Tech takes the hit: The Bureau of Labor Statistics just admitted it was off by nearly 1 million jobs last year. That’s not a typo. Tech and information roles saw some of the steepest cuts. AI’s fingerprints are all over the mess, especially in entry-level roles. The robots didn’t just come for your job, they already started clocking in.

🚀 Golden Dome race: Varda Space nailed a capsule reentry (paywall link) in Australia, on target at hypersonic speed. Sounds nerdy, but here’s the point: The U.S. is funding a “missile shield” against future threats, and tech startups are competing to build it. Translation: Silicon Valley is shifting from dating apps to defense contracts.

📺 RIP Freevee: Amazon’s free streaming service, used by millions, is officially gone. Open the app now, and you’ll be redirected to a site to download Prime Video instead. The silver lining? Some of Freevee’s original shows will still be on Prime, and you won’t need a membership to watch. Cue tiny violin.

⚡ Crypto malware scare: In the biggest supply chain hack in history, hackers hijacked 18 huge npm packages (chalk, debug and others), slipping in code that swapped crypto wallet addresses mid-transaction. Those poisoned packages? Downloaded over a billion times. Developers yanked the infected versions and purged caches in record time. Mischief managed, but it shows how fragile the web’s plumbing really is.

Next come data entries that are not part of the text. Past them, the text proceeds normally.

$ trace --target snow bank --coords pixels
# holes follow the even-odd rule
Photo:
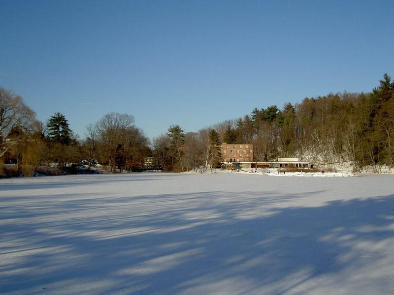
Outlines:
[[[393,294],[393,177],[0,179],[0,293]]]

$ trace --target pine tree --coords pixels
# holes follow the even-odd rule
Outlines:
[[[49,133],[48,137],[55,143],[68,145],[72,143],[71,138],[71,130],[69,128],[68,120],[60,113],[56,113],[48,120],[47,127]]]
[[[167,130],[168,133],[167,133],[167,135],[170,139],[170,150],[172,156],[179,162],[182,172],[184,172],[182,155],[183,148],[186,140],[186,134],[185,133],[184,130],[179,125],[171,125]]]
[[[230,124],[229,124],[227,125],[227,130],[225,134],[225,142],[228,144],[235,144],[236,138],[236,134],[232,130]]]
[[[219,133],[215,129],[209,131],[209,141],[211,143],[211,168],[220,167],[220,150],[219,145],[220,144],[220,138]]]

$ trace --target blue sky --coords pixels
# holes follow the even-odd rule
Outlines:
[[[0,87],[82,138],[110,112],[150,138],[394,76],[394,1],[0,0]]]

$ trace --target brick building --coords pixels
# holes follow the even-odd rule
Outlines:
[[[253,145],[249,144],[220,145],[222,162],[252,162],[253,161]]]

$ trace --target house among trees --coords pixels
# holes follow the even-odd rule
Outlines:
[[[220,145],[222,162],[252,162],[253,145],[223,143]]]
[[[220,145],[222,169],[250,168],[253,161],[253,145],[229,144]]]
[[[300,161],[299,158],[278,158],[275,162],[270,162],[270,168],[313,168],[313,165],[307,161]]]

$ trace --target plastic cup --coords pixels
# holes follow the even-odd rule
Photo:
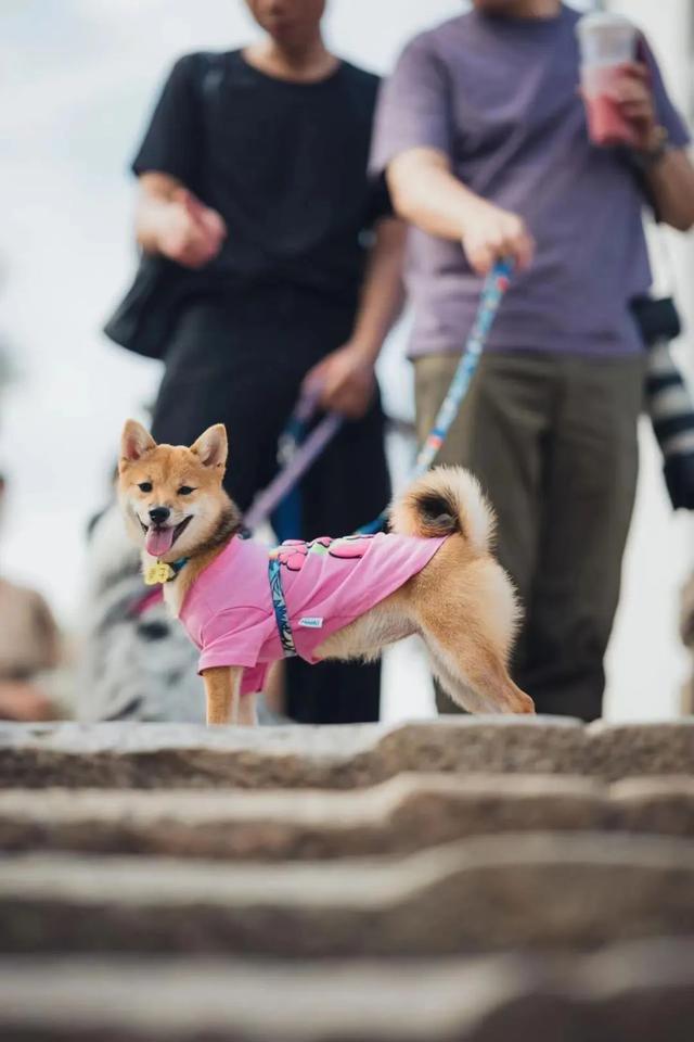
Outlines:
[[[638,29],[618,14],[587,14],[576,26],[588,134],[594,144],[637,143],[616,99],[620,66],[637,54]]]

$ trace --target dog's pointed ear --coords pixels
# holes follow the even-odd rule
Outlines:
[[[223,423],[208,427],[205,433],[191,445],[191,453],[200,456],[204,467],[223,468],[227,463],[227,429]]]
[[[156,448],[156,442],[150,432],[137,420],[126,420],[120,435],[120,458],[126,463],[134,463],[141,456]]]

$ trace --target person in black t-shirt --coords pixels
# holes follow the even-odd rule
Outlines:
[[[367,175],[378,79],[325,49],[324,0],[248,7],[266,39],[180,59],[132,164],[140,245],[209,274],[167,346],[153,433],[189,444],[224,422],[227,487],[245,510],[317,381],[347,422],[280,534],[339,535],[389,497],[374,364],[401,306],[404,230]],[[294,719],[377,720],[377,664],[286,666]]]

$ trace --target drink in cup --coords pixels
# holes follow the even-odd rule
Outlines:
[[[635,26],[618,14],[597,13],[583,15],[576,31],[591,141],[602,145],[635,144],[635,132],[622,116],[616,98],[620,66],[633,62],[637,54]]]

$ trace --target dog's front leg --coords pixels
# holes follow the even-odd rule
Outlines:
[[[208,726],[239,723],[242,676],[243,669],[237,665],[217,665],[203,671]]]

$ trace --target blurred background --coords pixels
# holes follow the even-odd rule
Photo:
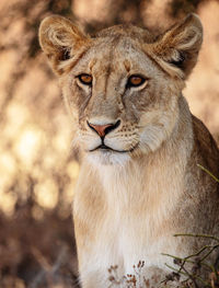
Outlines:
[[[57,13],[89,33],[125,22],[158,33],[188,12],[199,14],[205,36],[184,95],[218,140],[219,1],[0,1],[0,288],[78,287],[71,200],[79,163],[39,49],[39,22]]]

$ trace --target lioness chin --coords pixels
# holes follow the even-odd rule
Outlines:
[[[203,41],[197,15],[165,33],[117,25],[89,36],[53,15],[39,42],[58,74],[76,130],[81,171],[73,219],[83,288],[110,286],[107,268],[141,270],[149,287],[165,263],[219,235],[219,151],[182,95]],[[142,277],[142,279],[143,279]],[[139,287],[141,287],[139,284]]]

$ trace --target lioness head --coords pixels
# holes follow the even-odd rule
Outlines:
[[[46,18],[41,46],[60,78],[84,154],[123,163],[159,149],[180,120],[178,99],[201,39],[195,14],[159,36],[118,25],[91,37],[65,18]]]

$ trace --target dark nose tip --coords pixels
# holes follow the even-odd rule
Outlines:
[[[97,133],[97,135],[103,138],[108,134],[110,131],[116,129],[120,124],[120,120],[117,120],[115,124],[106,124],[106,125],[94,125],[88,122],[89,127]]]

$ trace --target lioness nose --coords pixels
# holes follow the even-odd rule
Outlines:
[[[119,126],[119,124],[120,124],[120,120],[117,120],[115,124],[111,123],[106,125],[94,125],[88,122],[89,127],[95,133],[97,133],[97,135],[102,138],[110,131],[116,129]]]

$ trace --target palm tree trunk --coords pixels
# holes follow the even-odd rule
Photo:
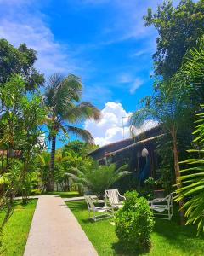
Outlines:
[[[176,184],[177,188],[179,189],[181,187],[180,185],[180,166],[179,166],[179,152],[178,149],[177,145],[177,131],[175,127],[173,125],[171,135],[173,138],[173,159],[174,159],[174,171],[175,171],[175,177],[176,177]],[[184,206],[184,201],[179,201],[179,209],[180,209],[180,221],[181,225],[184,225],[185,220],[184,220],[184,210],[183,208]]]
[[[49,180],[47,188],[48,192],[54,191],[54,156],[55,156],[55,148],[56,148],[56,136],[52,136],[52,148],[51,148],[51,157],[49,165]]]

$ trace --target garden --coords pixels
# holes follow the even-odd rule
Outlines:
[[[82,125],[103,113],[80,77],[47,78],[35,50],[0,39],[0,255],[23,255],[43,196],[62,198],[99,255],[203,255],[203,20],[201,0],[144,16],[158,33],[153,93],[128,117],[128,157]],[[150,120],[159,134],[138,133]]]

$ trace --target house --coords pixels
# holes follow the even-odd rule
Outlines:
[[[161,127],[156,126],[133,138],[124,139],[105,145],[88,154],[101,165],[116,163],[117,166],[128,164],[130,183],[143,184],[149,177],[157,178],[158,156],[157,139],[162,137]]]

🕳️ The web’s falling apart: Google just told a judge the web’s in “rapid decline.” Advertisers are bailing for streaming and shopping platforms, leaving websites high and dry. Basically, the internet’s breaking up with quirky blogs and small sites for someone hotter, richer and way more into retail. It’s kind of like watching your favorite diner get replaced by a Sweetgreen.

$2 million

How much the Las Vegas Sphere makes every single day. Not from concerts but from showing the 1939 classic The Wizard of Oz. Between 4,000 and 5,000 fans show up multiple times a day, each paying about $200 a ticket. Execs estimate the film could top $1 billion over its run (paywall link). I guess the real Emerald City is in Vegas. Btw, I saw it. I loved it!

👀 Romance scam face-off: A Florida grandma thought she was chatting up a retired Army general. Nope, just scammers milking her for $60K. Deputies say one guy pocketed $30K and bought a Hyundai Kona. She got to confront him face-to-face. He swears he was “scamming the scammer.” The vehicle of choice for world-class con artists: midrange compact SUV.